70 percent of households in India utilise LPG as their main cooking fuel, despite the fact that only 85 percent of them possess LPG connections. Image: Indranil Aditya/NurPhoto via Getty ImagesA
s part of the Pradhan Mantri Ujjwala Yojana, the central government on Tuesday announced an extra subsidy of Rs 200 for each household cooking gas or Liquefied Petroleum Gas (LPG) cylinder. The move is anticipated to bring relief to households belonging to the middle- and lower-middle class brackets, a significant number of whom buy extra cylinders at market prices once they have used up their monthly allotment of subsidised ones.
As per a study conducted by the Council on Energy, Environment and Water (CEEW) and the Initiative for Sustainable Energy Policy (ISEP), over 70 percent of households in India utilise LPG as their main cooking fuel, despite the fact that only 85 percent of them possess LPG connections. Additionally, as of April 2022, a typical rural household allocated 11 percent of the monthly household budget towards acquiring cooking fuel, up from 4.9 percent in March 2020.

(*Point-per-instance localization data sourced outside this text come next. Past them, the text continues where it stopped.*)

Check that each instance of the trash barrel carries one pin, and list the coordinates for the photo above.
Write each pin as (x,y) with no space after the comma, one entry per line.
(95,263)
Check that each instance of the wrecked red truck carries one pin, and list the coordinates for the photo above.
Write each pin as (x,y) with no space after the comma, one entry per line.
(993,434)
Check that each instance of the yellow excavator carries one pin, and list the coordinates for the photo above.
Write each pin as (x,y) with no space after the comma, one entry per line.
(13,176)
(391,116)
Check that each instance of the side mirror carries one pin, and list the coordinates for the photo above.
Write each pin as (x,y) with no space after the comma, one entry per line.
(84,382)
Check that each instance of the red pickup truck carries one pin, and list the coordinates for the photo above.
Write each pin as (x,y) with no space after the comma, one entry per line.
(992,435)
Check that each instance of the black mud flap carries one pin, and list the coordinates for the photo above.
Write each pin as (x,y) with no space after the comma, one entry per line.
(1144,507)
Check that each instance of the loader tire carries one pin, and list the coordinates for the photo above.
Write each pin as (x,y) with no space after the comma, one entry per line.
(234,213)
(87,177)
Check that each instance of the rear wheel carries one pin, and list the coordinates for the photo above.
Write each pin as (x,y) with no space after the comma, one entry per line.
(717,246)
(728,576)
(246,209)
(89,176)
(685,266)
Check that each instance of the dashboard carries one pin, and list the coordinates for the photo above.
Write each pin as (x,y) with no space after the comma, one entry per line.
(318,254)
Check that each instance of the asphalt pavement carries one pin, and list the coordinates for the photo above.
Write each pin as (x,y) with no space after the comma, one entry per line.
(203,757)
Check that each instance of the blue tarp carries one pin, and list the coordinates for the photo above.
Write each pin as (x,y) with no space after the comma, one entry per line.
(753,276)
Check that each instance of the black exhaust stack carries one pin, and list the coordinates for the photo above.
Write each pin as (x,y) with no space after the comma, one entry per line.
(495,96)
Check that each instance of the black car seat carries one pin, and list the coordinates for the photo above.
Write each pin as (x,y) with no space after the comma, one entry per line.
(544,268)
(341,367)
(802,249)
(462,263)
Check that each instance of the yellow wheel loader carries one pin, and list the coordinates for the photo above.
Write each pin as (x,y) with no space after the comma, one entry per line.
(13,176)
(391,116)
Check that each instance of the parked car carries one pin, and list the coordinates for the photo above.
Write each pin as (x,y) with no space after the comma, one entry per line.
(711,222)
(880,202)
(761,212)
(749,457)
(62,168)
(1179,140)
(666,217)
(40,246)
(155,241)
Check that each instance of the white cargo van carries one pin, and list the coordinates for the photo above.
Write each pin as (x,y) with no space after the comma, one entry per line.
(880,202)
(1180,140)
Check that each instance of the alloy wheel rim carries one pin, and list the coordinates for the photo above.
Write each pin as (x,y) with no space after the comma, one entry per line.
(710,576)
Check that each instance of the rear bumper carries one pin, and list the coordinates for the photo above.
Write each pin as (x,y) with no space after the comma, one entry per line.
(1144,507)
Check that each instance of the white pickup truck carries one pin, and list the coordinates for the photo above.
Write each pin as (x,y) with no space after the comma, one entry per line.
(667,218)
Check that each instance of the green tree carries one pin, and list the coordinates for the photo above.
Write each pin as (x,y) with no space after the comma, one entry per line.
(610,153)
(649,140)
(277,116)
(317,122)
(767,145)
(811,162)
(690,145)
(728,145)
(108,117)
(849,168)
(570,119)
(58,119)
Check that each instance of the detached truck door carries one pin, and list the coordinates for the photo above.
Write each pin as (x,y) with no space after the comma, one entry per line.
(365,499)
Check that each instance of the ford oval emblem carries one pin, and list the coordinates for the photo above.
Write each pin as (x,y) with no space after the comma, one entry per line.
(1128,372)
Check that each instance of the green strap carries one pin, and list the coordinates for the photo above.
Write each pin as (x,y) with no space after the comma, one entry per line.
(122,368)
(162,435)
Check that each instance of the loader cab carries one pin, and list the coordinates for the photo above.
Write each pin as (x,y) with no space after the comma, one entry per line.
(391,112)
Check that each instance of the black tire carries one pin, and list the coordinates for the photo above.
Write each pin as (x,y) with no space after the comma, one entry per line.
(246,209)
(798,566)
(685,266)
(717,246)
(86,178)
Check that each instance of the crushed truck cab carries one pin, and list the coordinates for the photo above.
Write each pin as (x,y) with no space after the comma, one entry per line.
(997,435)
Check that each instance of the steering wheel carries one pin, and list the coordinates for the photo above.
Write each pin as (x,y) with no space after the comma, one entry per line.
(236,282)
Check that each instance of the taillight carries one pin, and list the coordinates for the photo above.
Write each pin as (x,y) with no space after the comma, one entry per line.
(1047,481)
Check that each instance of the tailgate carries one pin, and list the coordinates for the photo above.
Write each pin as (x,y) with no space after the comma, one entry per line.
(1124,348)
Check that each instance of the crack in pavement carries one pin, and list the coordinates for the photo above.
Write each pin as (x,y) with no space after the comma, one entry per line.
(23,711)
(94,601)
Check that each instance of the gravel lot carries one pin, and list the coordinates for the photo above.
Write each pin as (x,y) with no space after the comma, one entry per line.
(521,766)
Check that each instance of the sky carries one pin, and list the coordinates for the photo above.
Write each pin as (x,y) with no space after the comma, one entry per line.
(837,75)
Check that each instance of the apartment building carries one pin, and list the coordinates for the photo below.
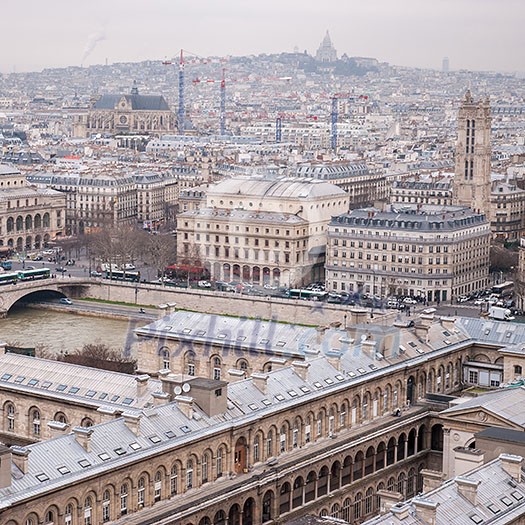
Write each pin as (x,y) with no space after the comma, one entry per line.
(430,252)
(30,217)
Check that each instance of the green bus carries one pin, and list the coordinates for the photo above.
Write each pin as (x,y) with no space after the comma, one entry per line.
(30,275)
(8,278)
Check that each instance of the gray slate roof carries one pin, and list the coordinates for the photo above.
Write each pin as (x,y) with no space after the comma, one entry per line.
(138,102)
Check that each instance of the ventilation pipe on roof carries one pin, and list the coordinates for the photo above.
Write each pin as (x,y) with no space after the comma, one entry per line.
(512,465)
(260,381)
(301,369)
(426,510)
(142,385)
(185,405)
(83,437)
(468,488)
(132,421)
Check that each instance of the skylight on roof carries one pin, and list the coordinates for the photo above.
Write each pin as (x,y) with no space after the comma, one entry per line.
(42,477)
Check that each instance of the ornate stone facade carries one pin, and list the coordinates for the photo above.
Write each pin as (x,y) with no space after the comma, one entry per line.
(133,113)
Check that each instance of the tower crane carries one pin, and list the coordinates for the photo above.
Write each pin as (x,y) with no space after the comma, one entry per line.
(335,113)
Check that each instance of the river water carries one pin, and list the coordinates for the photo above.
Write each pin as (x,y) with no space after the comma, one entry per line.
(60,332)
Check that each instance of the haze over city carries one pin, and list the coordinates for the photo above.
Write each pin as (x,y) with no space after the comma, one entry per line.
(476,35)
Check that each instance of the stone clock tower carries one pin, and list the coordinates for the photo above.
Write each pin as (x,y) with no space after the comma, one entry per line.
(471,185)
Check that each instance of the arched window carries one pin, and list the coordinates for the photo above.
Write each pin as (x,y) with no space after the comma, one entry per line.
(217,368)
(60,417)
(282,440)
(256,451)
(68,514)
(141,492)
(204,467)
(88,510)
(269,443)
(124,491)
(174,479)
(9,411)
(189,474)
(35,422)
(220,457)
(106,506)
(158,486)
(165,355)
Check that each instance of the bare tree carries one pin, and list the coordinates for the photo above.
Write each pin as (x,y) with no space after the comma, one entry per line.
(118,246)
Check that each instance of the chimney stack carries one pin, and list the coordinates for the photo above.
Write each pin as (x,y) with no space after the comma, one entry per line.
(83,437)
(468,488)
(160,398)
(185,405)
(132,421)
(301,369)
(387,500)
(432,479)
(57,428)
(260,381)
(171,308)
(426,510)
(511,464)
(20,457)
(142,385)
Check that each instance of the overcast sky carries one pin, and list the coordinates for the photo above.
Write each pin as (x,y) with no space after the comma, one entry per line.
(474,34)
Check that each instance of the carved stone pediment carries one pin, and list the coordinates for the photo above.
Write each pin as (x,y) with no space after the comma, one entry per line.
(479,416)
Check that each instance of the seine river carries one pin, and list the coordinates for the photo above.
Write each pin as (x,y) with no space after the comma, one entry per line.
(60,332)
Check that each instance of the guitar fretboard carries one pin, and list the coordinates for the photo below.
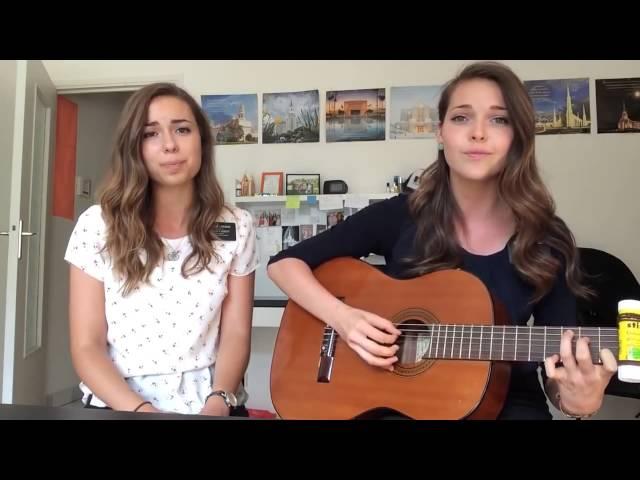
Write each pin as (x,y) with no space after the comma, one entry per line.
(506,343)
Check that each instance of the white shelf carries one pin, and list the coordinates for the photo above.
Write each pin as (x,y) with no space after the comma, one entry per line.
(303,198)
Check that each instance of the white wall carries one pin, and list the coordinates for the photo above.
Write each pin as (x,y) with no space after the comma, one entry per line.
(592,177)
(7,107)
(97,117)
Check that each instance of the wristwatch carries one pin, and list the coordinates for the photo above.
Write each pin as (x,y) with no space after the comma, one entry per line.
(229,398)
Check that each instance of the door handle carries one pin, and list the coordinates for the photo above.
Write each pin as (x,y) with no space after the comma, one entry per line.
(22,234)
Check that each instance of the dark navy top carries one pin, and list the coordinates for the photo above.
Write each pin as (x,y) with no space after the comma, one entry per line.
(386,228)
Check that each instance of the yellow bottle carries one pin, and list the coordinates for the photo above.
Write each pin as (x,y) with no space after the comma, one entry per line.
(629,341)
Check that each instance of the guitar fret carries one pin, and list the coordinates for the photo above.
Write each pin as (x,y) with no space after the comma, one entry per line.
(431,342)
(540,342)
(453,338)
(491,345)
(444,347)
(599,348)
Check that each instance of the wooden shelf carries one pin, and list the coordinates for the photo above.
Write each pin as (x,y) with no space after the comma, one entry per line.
(303,198)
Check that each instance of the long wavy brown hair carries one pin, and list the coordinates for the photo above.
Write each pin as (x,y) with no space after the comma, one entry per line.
(543,243)
(126,199)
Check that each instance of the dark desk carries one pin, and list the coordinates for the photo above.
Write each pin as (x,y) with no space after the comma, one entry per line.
(29,412)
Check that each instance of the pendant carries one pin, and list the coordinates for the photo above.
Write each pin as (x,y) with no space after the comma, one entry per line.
(173,256)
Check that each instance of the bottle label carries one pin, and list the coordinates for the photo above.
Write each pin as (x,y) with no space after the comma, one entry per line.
(629,334)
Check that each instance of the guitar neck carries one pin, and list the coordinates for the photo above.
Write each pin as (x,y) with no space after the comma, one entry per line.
(503,343)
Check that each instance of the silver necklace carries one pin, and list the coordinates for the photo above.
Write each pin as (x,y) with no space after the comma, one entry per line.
(174,253)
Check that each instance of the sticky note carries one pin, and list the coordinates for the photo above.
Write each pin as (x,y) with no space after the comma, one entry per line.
(293,201)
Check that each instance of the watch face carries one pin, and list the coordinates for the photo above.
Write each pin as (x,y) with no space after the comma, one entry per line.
(233,401)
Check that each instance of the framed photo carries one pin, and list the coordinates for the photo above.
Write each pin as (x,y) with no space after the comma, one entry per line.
(303,184)
(271,183)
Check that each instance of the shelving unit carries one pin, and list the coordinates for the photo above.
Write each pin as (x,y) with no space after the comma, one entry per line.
(270,316)
(304,198)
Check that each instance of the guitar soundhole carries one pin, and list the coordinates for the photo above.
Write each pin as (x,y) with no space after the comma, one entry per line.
(414,342)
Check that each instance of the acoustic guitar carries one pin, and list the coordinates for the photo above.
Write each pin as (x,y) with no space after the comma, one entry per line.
(454,359)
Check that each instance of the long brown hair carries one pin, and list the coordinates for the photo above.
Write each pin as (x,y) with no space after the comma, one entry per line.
(543,242)
(126,201)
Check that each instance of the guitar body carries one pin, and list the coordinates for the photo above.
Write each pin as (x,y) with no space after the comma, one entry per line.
(304,385)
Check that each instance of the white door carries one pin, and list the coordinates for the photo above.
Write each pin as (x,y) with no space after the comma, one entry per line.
(24,182)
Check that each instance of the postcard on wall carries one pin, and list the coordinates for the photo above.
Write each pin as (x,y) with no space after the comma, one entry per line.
(414,112)
(233,118)
(618,103)
(292,117)
(561,106)
(355,115)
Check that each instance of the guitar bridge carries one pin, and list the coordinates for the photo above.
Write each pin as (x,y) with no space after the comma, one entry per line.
(327,352)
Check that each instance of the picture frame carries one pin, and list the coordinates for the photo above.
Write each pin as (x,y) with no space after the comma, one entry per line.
(271,183)
(303,184)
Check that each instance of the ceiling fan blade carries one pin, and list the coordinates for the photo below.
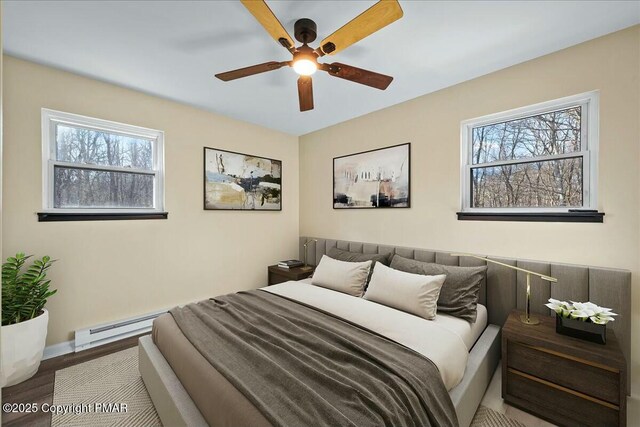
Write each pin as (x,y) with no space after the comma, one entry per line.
(305,93)
(268,20)
(358,75)
(250,71)
(368,22)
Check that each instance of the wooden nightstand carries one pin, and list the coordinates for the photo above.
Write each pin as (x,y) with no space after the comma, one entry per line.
(278,275)
(567,381)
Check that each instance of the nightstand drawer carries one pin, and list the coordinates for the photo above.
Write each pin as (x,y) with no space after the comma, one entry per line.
(562,406)
(597,381)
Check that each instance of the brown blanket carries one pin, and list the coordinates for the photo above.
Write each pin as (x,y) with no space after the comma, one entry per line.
(303,367)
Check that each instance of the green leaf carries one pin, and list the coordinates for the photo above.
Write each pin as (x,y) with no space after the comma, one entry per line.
(24,290)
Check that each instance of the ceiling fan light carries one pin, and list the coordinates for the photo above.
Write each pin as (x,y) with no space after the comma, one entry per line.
(305,67)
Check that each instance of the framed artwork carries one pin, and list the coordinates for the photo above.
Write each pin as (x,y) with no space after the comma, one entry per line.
(378,178)
(238,181)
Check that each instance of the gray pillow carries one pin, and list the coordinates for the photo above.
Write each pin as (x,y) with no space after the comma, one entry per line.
(460,292)
(342,255)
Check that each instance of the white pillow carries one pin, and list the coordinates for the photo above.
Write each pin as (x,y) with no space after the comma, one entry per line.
(414,293)
(342,276)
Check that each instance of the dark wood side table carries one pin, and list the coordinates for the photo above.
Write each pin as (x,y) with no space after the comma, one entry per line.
(564,380)
(278,274)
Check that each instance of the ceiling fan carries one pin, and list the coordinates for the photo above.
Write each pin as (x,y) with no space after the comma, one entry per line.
(305,58)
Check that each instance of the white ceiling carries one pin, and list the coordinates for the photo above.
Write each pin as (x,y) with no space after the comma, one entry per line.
(173,48)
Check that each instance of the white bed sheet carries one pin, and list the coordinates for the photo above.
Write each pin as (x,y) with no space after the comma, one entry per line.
(469,332)
(441,342)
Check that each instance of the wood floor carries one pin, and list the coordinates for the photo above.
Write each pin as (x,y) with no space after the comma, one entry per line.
(39,388)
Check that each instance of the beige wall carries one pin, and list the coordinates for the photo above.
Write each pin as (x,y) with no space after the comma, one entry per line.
(432,124)
(109,270)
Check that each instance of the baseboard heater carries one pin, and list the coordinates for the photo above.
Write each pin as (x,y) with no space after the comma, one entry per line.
(109,332)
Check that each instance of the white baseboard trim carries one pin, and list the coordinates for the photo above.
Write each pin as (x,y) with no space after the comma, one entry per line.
(58,350)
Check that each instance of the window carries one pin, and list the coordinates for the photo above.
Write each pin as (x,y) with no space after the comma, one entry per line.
(93,166)
(537,159)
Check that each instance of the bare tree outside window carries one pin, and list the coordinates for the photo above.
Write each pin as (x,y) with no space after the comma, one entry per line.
(98,166)
(515,163)
(94,188)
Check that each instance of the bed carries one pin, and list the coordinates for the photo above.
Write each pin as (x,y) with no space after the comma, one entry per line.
(181,381)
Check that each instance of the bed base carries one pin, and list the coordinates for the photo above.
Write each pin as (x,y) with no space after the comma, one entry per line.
(176,408)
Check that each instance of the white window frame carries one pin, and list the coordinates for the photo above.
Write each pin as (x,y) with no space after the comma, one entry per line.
(589,101)
(50,118)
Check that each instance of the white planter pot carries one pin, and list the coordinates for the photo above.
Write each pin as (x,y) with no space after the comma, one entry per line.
(22,347)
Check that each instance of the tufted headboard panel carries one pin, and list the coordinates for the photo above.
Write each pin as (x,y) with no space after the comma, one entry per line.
(504,289)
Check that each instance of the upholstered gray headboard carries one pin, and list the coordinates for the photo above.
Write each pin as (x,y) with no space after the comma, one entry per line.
(504,289)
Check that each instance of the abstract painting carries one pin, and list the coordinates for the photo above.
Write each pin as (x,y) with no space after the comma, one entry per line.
(237,181)
(373,179)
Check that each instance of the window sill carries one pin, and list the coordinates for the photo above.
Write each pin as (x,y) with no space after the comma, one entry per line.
(532,216)
(104,216)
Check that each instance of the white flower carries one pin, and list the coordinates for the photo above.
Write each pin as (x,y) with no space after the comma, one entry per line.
(585,311)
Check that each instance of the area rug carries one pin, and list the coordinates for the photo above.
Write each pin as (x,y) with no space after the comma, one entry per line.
(486,417)
(92,394)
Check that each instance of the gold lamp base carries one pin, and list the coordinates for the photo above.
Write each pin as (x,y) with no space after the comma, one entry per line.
(529,321)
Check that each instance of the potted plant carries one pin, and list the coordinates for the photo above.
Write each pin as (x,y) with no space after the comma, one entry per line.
(24,318)
(583,320)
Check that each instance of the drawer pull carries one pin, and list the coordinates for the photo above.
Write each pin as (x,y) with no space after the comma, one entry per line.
(565,389)
(576,359)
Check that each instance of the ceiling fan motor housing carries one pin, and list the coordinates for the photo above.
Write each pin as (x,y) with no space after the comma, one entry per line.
(305,30)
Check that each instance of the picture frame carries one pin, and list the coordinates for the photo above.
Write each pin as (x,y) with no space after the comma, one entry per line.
(373,179)
(241,182)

LocalCircles, a social media platform and pollster focusing on governance, public, and consumer interest issues, conducted a survey over the last three months, in an attempt to understand how households have been coping with high cooking gas prices. Throughout the current year, there has been a consistent upward trajectory in the cost of 14.2 kg LPG cooking gas cylinders without subsidies. In July, oil marketing companies raised the cost of household LPG cylinders by Rs 50, marking the third increase after two earlier increments in May. At present, the rates for non-subsidised domestic LPG cylinders in Delhi are at Rs 1,103, as per the survey report.
The LocalCircles survey, which received 21,000 responses from LPG consumers from over 300 districts indicated that out of every 10 households, 7 had been making efforts to manage their cooking gas expenses within the range of Rs 1,250. Among them, 10 percent were employing budget-conscious measures by restricting their utilisation of cooking gas. On asking how much a household spends on gas, 61 percent indicated that they have been limiting their expenses on cooking gas to between Rs 750-1,250; another 15 percent indicated between Rs 1,250-2,500; 3 percent spent between Rs 2,500-3,750 and yet another 3 percent over Rs 5,000.
The survey further highlighted that 70 percent of households are working towards maintaining their cooking gas costs under Rs 1,250. Among this group, 10 percent are employing stricter budget controls by reducing their cooking gas usage. As laid out by the CEEW report, numerous families are adopting a multifaceted approach by incorporating wood and alternative fuel sources alongside cooking gas to sustain their kitchen fires.
In light of the cooking gas prices experiencing a surge of 15-20 percent within the past year, the survey aimed to inquire from citizens: "How are you managing with these elevated prices?" Despite the financial impact on their household budgets, 64 percent respondents conveyed that they are compensating by utilising their savings. Out of a total of 10,587 respondents to this questions, 7 percent indicated that they are reducing cooking gas consumption through alternative cooking methods; 14 percent mentioned that reducing non-essential expenditures to accommodate higher cooking gas costs; 7 percent have adopted a combination of both alternative cooking methods and cutting down discretionary spending.